排尿痛と性器の膿を自覚し受診。淋菌陽性と診断された20代男性の症例

20歳 / 男性診断名淋病

1週間ほど前から尿道の痛み(排尿時痛)や違和感、膿を自覚し来院。淋菌・クラミジアの検査を実施した結果、陽性反応を検出したため淋菌と診断。 治療は、トロビシンによる筋肉注射を臀部に行い、開始した。

性行為

▪️問診: 昨日からの排尿時痛、尿道の膿、陰部の違和感の症状を確認。▪️検査: GeneXpert(核酸増幅検査)による性器(尿)の検査を実施。▪️結果: 淋菌陽性。▪️治療:トロビシンによる筋肉注射を行い、治療を実施。▪️指導: 治癒確認検査にて陰性と確認されるまでは、性行為を控えるよう指導。

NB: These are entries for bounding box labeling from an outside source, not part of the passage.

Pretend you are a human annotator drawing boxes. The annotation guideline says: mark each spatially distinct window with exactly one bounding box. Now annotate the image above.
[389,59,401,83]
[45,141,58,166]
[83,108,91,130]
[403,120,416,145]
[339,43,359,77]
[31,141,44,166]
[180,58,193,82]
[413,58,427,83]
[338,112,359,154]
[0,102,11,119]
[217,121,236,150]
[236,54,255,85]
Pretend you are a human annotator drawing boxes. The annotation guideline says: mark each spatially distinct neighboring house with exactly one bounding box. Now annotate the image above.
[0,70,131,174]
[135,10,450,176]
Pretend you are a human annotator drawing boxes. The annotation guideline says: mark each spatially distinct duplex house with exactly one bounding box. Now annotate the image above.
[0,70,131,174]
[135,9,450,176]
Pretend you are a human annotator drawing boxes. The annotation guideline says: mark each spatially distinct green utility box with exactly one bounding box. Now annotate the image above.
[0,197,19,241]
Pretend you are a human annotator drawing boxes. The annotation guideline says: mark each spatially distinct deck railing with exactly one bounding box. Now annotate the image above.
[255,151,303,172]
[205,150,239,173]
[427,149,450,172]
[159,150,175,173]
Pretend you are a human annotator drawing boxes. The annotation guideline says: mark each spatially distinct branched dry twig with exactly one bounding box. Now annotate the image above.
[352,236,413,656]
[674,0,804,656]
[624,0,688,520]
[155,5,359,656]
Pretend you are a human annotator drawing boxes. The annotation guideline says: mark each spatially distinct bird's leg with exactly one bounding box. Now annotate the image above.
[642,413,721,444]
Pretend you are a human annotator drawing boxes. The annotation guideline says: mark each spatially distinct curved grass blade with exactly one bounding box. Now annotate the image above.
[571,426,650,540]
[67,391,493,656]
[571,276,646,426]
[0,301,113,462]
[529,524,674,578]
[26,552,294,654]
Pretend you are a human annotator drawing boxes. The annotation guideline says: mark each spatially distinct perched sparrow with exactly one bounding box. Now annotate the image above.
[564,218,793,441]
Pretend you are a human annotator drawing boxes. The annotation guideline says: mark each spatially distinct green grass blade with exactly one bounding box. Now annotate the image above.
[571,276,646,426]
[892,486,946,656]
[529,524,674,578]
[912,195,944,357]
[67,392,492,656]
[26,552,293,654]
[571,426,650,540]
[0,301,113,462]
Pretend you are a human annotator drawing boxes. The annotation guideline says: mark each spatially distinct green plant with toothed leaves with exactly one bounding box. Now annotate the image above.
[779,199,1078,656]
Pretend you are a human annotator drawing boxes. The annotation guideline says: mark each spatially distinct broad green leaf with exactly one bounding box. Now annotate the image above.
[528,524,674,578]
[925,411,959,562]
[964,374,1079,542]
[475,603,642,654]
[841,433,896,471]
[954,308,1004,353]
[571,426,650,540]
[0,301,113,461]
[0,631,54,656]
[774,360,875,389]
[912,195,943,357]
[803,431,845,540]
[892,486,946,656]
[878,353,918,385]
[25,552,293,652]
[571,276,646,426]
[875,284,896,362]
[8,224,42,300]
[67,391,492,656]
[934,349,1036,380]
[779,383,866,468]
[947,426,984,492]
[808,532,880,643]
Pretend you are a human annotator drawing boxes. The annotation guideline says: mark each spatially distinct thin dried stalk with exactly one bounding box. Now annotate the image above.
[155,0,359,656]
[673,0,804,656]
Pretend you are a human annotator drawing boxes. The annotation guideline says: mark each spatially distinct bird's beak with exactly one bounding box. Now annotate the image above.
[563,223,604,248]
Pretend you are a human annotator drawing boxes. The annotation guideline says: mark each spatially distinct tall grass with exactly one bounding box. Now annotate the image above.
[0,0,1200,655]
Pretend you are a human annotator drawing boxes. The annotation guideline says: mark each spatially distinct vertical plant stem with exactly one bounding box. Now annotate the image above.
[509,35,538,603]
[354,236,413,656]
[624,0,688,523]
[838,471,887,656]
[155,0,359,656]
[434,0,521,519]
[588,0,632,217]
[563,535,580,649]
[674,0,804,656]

淋菌は、男性の場合は主に尿道に感染し排尿時の「強い痛み」や「黄白色の膿のような分泌物」が出る症状が現れます。一方で、女性の場合は子宮頸管に感染し「おりものの異常」などの症状が現れます。 また、男女ともにオーラルセックスやアナルセックスを通じて「咽頭」や「直腸」にも感染しますが、これらは無症状のまま経過することが多いという特徴があります。 これらの症状は自覚しにくく、放置すると、男性では「精巣上体炎」を引き起こし、女性では炎症が奥へ拡大して「骨盤内炎症性疾患」や「肝周囲炎」へと進行し、将来の不妊症や子宮外妊娠の深刻な原因となってしまうことがあります。 また、稀に菌が血液を通じて全身に運ばれることで「播種性淋菌感染症」として関節炎や発熱などをきたすこともあります。 治療は、トロビシン2gによる筋肉注射によって治療を行います。 また、Doxy PEPを性行為から72時間以内の服用で約50%確率を減少させることが期待できます。

淋菌・クラミジアチェック(性器)
6,980円
トロビシン2g
9,800円

トロビシンは淋菌に有効な注射薬ですが、稀にショックやアナフィラキシーなどの重いアレルギー反応、激しい腹痛や下痢などの重大な副作用が生じることがあります。また、過去にこの薬でアレルギーを起こしたことがある方は使用できません。投与中や投与後に息苦しさや蕁麻疹、めまいなどの異変を感じた際は、すぐに医師や看護師にお申し出ください。そのほか、注射した部位の痛みや腫れ、一時的な発熱や悪心などの症状が現れることがあります。